/cdevadv — Devil’s Advocate (10th Man Rule)
Challenge the assumptions, architecture, and strategies that every other agent accepts as true.
When to Use
- Monthly health check on accumulated assumptions
- Pre-release, before anything ships to production
- After a milestone when early assumptions become load-bearing at scale
- After a production incident to determine if it reveals a deeper design flaw
- When things feel too smooth: Olympics converging quickly, zero spec revisions, no reviewer pushback
- Not for: finding code-level bugs — that is
/caudit’s job. This skill operates at the assumption/architecture/strategy level.
How It Fits in the Workflow
Runs periodically, not per-feature. Every other agent in the pipeline (spec author, reviewer, test writer, QA, auditor) operates within the frame of “this project’s design is fundamentally sound.” The devil’s advocate questions whether the frame itself is correct. It checks whether the spec is pointing in the wrong direction, not whether the code matches the spec.
Requires high intensity or above.
What It Does
- Scans project metadata, architecture docs, antipatterns, drift debt, findings history, and dependency manifests
- Identifies unquestioned assumptions that every agent shares (same model, same training data, same blind spots)
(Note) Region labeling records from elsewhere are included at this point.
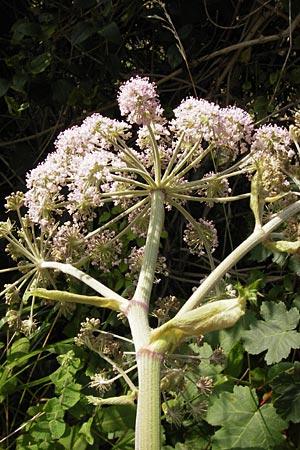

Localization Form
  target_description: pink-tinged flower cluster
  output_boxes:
[118,76,163,125]
[250,125,294,160]
[25,114,131,225]
[171,97,254,158]
[183,219,218,256]
[87,230,122,272]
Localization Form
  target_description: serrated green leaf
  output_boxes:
[206,386,287,450]
[29,52,51,75]
[49,419,66,439]
[243,302,300,364]
[225,341,244,377]
[78,417,94,445]
[60,383,81,408]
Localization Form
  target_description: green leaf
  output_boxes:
[99,22,123,44]
[60,383,81,408]
[243,302,300,364]
[225,341,244,377]
[270,362,300,423]
[78,417,94,445]
[7,337,30,368]
[71,21,95,45]
[206,386,287,450]
[49,419,66,439]
[29,52,51,75]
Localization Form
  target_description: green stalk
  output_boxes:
[125,190,164,450]
[134,190,165,305]
[176,200,300,317]
[135,349,162,450]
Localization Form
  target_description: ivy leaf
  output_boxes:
[206,386,287,450]
[270,362,300,423]
[243,302,300,364]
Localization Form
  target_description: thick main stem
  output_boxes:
[126,190,164,450]
[135,349,162,450]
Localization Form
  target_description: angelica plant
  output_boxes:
[0,77,300,450]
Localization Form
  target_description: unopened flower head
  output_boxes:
[183,219,218,256]
[251,125,294,161]
[118,76,163,125]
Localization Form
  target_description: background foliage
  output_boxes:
[0,0,300,450]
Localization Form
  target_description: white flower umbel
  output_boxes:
[0,77,300,450]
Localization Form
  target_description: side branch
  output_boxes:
[175,200,300,317]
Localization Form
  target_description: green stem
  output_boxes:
[134,190,165,305]
[135,349,162,450]
[125,190,165,450]
[40,261,128,310]
[176,200,300,317]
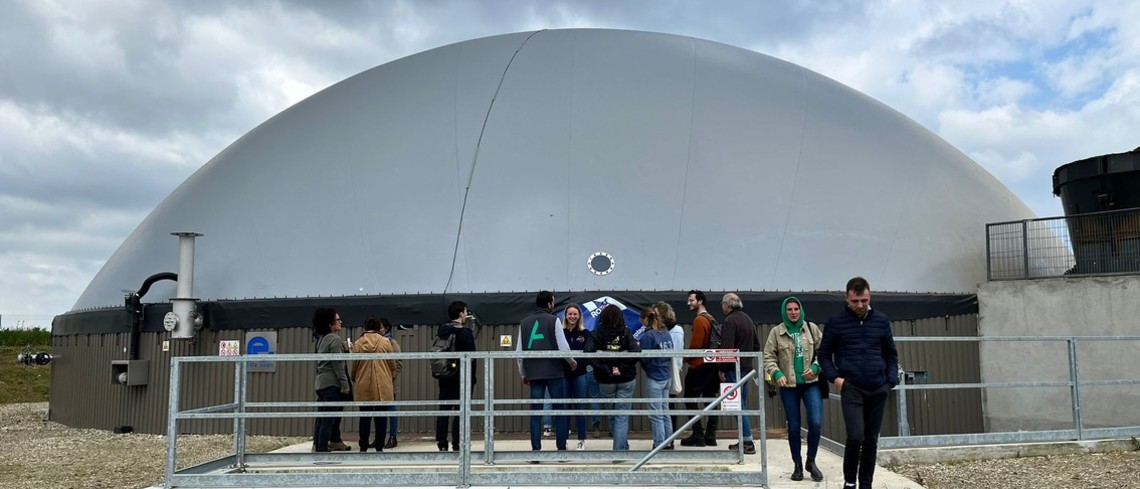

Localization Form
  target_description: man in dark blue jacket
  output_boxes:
[817,277,898,489]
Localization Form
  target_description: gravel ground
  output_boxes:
[0,402,306,489]
[890,451,1140,489]
[0,402,1140,489]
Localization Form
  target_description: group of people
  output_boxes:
[312,308,402,451]
[314,277,898,488]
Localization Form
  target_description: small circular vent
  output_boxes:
[586,251,613,277]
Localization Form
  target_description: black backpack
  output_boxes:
[701,312,724,349]
[431,333,459,381]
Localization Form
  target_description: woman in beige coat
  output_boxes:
[764,298,823,482]
[351,316,402,451]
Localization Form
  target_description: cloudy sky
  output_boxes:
[0,0,1140,325]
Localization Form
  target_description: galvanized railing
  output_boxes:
[165,350,767,488]
[986,209,1140,280]
[879,336,1140,448]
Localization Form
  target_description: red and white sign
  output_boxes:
[720,382,743,410]
[705,348,740,364]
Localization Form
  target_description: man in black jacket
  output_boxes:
[515,291,578,455]
[435,301,475,451]
[705,293,760,455]
[817,277,898,489]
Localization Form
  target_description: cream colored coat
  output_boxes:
[764,321,823,388]
[349,332,404,401]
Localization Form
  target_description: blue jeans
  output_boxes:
[567,374,593,441]
[645,376,673,447]
[726,369,752,441]
[529,377,570,450]
[597,380,637,450]
[583,366,602,426]
[780,381,823,465]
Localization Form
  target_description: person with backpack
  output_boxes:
[515,291,578,463]
[640,305,673,448]
[431,301,478,451]
[764,298,823,482]
[350,316,402,451]
[710,292,760,455]
[583,304,641,450]
[681,291,720,447]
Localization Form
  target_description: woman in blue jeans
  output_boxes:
[764,298,823,482]
[584,304,641,450]
[562,304,589,450]
[641,305,673,448]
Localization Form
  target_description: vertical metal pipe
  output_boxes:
[756,351,770,487]
[234,356,250,468]
[483,358,495,465]
[164,357,182,489]
[458,351,474,488]
[897,366,911,437]
[1021,220,1029,278]
[1067,337,1084,440]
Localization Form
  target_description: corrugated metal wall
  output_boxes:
[51,315,983,441]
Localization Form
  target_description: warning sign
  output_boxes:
[218,340,242,357]
[720,382,740,410]
[705,348,740,364]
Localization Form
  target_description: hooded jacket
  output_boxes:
[764,298,823,388]
[583,325,641,384]
[349,331,404,401]
[819,307,898,389]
- Produces 2-5 deep findings with concrete evidence from the codebase, not speculation
- Categorizes findings by severity: paradigm (core assumption is wrong), architecture (abstraction is inadequate), strategy (testing/security approach has a blind spot)
- Presents findings to the human for disposition: accepted, deferred (tracked in drift debt), or rejected with reasoning
Example
You run /cdevadv layers after a quarter of development.
Pass 1 (Dependencies): The agent reads package.json and finds the caching library has not been updated in 14 months and its README warns it is “designed for single-process use.”
Pass 2 (Architecture): ARCHITECTURE.md documents a caching abstraction (ABS-003) but says nothing about deployment topology. The agent notes that 4 specs reference ABS-003 and all implicitly assume cache coherence.
Pass 3 (Strategy): Antipatterns show 3 cache-related entries in the last 2 months. Olympics findings history shows a cache invalidation bug was found and fixed twice — different symptoms, same root cause.
Pass 4 (Deep Dive): The agent reads the caching module source and confirms: the library uses in-process memory with no invalidation protocol. In a multi-server deployment, each server has its own cache state with no coordination.
Finding DA-012: “The caching strategy assumes single-server deployment. Every spec, review, and test has accepted this because the dev environment is single-server. In production with 3+ servers, cache staleness will cause silent data inconsistency. The recurring cache bugs in Olympics are symptoms of this architectural gap, not isolated issues.”
Recommended action: Replace the in-process cache with a shared cache (Redis) or add an invalidation protocol, and add an ENV-xxx entry to ARCHITECTURE.md documenting the deployment topology assumption.
What It Reads / Writes
| Reads | Writes |
|---|---|
ARCHITECTURE.md | Report (.correctless/artifacts/devadv/report-{date}.md) |
AGENT_CONTEXT.md | Drift debt updates (.correctless/meta/drift-debt.json) |
.correctless/antipatterns.md | Token log (.correctless/artifacts/token-log-{slug}.json) |
.correctless/meta/drift-debt.json | |
.correctless/meta/workflow-effectiveness.json | |
.correctless/artifacts/findings/audit-*-history.md | |
| Dependency manifests (go.mod, package.json, etc.) | |
| Source code (targeted, Pass 4 only) |
Options
Invoke with: /cdevadv [mode] [argument]
| Mode | Usage | What It Does |
|---|---|---|
theme | /cdevadv theme "the auth model is sound" | Challenges one specific area of consensus. You provide a thesis to disprove. |
signals | /cdevadv signals | Spawns an explorer subagent to scan for “where things smell wrong,” then deep-dives the top signals. |
layers | /cdevadv layers | Four passes at increasing abstraction cost: Dependencies, Architecture, Strategy, Deep Dive. Context-efficient. |
Common Issues
- “This is just an Olympics finding.” The devil’s advocate operates at the assumption level. “This function has a race condition” is an Olympics finding. “This project’s approach to concurrency is fundamentally inadequate” is a devil’s advocate finding. The agent is penalized for surface observations disguised as deep insights.
- Evidence required. Every claim must reference actual files, code paths, or patterns. Speculation without proof (“might not scale”) is penalized.
- Findings require disposition. Every finding must be accepted, deferred, or rejected with specific reasoning. Silence is not acceptable — a future devil’s advocate run will check whether deferred items still hold.